A mutilação genital feminina é mundialmente reconhecida como uma violação dos direitos humanos.

Avanços estão sendo feitos no combate a isso – e uma parte vital nisso foi o envolvimento de homens nas campanhas antimutilação.

“Tradicionalmente tudo o que tem a ver com a educação das meninas é tido como um assunto de mulheres. E esse foi um erro cometido no início pelas ONGs que lutavam contra a mutilação genital feminina: trabalhar apenas com mulheres”.

É o que afirma Franziska Gruber, ativista da ONG alemã “Terre des Femmes”, que se dedica a lutar contra a mutilação genital feminina onde ela é mais praticada – na África. “A experiência mostra que é muito importante envolver os homens. Porque estes em última análise são a razão pela qual a mutilação é praticada.”

Franziska está convicta que a mudança só é possível tendo em consideração a componente masculina.

Nos países onde se pratica a mutilação genital feminina ela é uma manifestação de desigualdade de gênero profundamente enraizada em estruturas de ordem social, econômica e política. Tal como a extinta prática de enfaixamento dos pés das mulheres na China, a mutilação representa uma forma de controle social sobre as mulheres e a sua vida sexual. “Mulheres circuncisadas são vistas como puras, como mulheres fiéis, como mulheres que chegam virgens ao casamento”, diz Franziska.

Nas comunidades onde é praticada de uma forma generalizada a mutilação é geralmente defendida de forma acrítica quer por mulheres, quer por homens. E quem a ela se opõe pode estar sujeito a coisas como perseguição,  desonra e ostracismo. O medo de ser excluído socialmente ou de não arranjar um marido contribui para perpetuar esta prática.

Não casar significa em muitas sociedades, onde a mulher não tem acesso a fontes de rendimento, uma ameaça existencial. Por isso é muito difícil conseguir que a mutilação seja abandonada sem envolver os homens: pais, maridos, líderes religiosos e a comunidade alargada.

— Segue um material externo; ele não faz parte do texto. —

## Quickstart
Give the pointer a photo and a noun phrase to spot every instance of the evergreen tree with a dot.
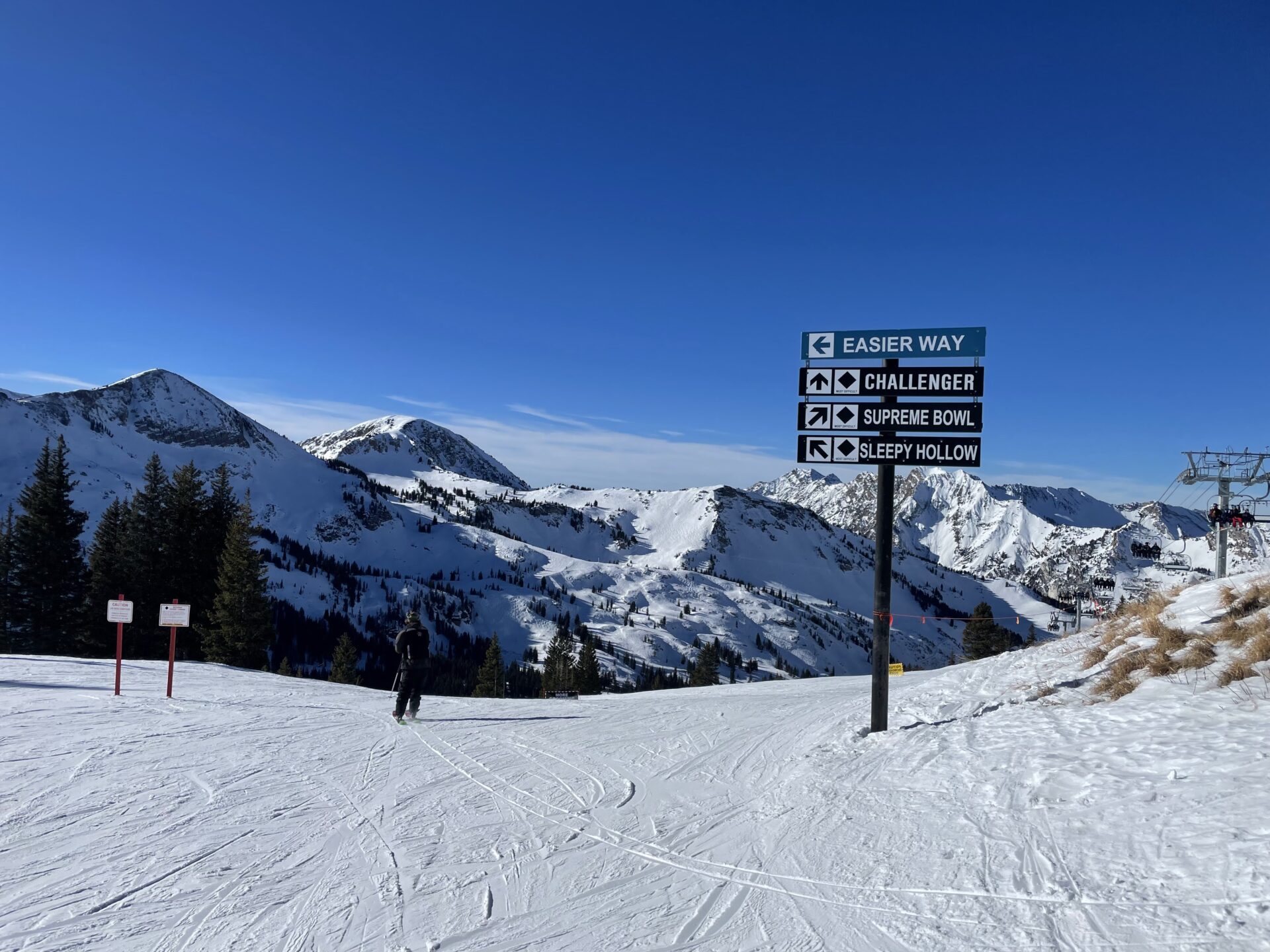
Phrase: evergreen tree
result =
(558, 668)
(343, 666)
(146, 551)
(8, 582)
(982, 636)
(489, 678)
(588, 669)
(108, 578)
(48, 559)
(190, 574)
(708, 666)
(241, 626)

Amdou Kani é um pai que dá a cara contra a mutilação numa campanha da UNICEF. “Eu tomei a decisão de não cincurcisar a minha filha. A família me pressionou muito. Mas sou inflexível nesta questão. No século em que vivemos é inimaginável que uma mulher seja mutilada”.

Protesto na Somália contra a mutilação

Apesar de a mutilação genital feminina ainda ser vista por muitos homens como um “assunto de mulheres”, há estudos que mostram que alguns homens se preocupam com as consequências físicas e psicológicas, e preferem casar com mulheres que não tenham sido sujeitas a esta prática.

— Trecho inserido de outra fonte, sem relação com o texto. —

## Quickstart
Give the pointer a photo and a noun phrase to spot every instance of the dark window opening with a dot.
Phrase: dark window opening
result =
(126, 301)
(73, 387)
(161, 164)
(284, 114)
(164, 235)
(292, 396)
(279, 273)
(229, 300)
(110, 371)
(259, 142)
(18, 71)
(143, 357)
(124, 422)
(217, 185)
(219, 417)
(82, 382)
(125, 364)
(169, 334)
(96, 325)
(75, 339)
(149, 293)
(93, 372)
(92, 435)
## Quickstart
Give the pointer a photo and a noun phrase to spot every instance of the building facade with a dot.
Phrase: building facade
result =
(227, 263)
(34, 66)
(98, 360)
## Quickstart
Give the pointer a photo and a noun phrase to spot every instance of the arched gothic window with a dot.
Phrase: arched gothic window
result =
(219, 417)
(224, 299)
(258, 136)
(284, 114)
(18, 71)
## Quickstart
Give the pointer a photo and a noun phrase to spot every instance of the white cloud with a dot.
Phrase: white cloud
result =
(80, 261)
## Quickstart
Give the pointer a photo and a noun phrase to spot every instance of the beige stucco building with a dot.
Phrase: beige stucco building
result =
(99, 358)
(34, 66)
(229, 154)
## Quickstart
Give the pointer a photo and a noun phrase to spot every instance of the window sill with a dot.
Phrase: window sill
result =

“É importante tornar claro aos homens que eles se beneficiam do fato de terem uma mulher intacta. Uma mulher sem dores no acto sexual, que não corre o risco de perder o bebê durante o parto”, afirma Franziska. “É por isso importante envolver os homens e os líderes religiosos porque eles têm peso nas suas aldeias ou cidades. Se estes líderes disserem que a mutilação genital não tem nada a ver com o Corão então eles também podem dar uma ajuda importante para que esta prática acabe”.

Em algumas comunidades a mutilação é apoiada por crenças de ordem religiosa. Ainda que esta prática possa ser encontrada entre cristãos, judeus e muçulmanos, nenhum dos seus livros sagrados prescreve a mutilação feminina.

O chefe da Mesquita Central de Lisboa, o ímã David Munir, é muito claro na condenação: “Esta prática nada tem a ver com o Islã. Pelo contrário o Islã condena. É um pecado”.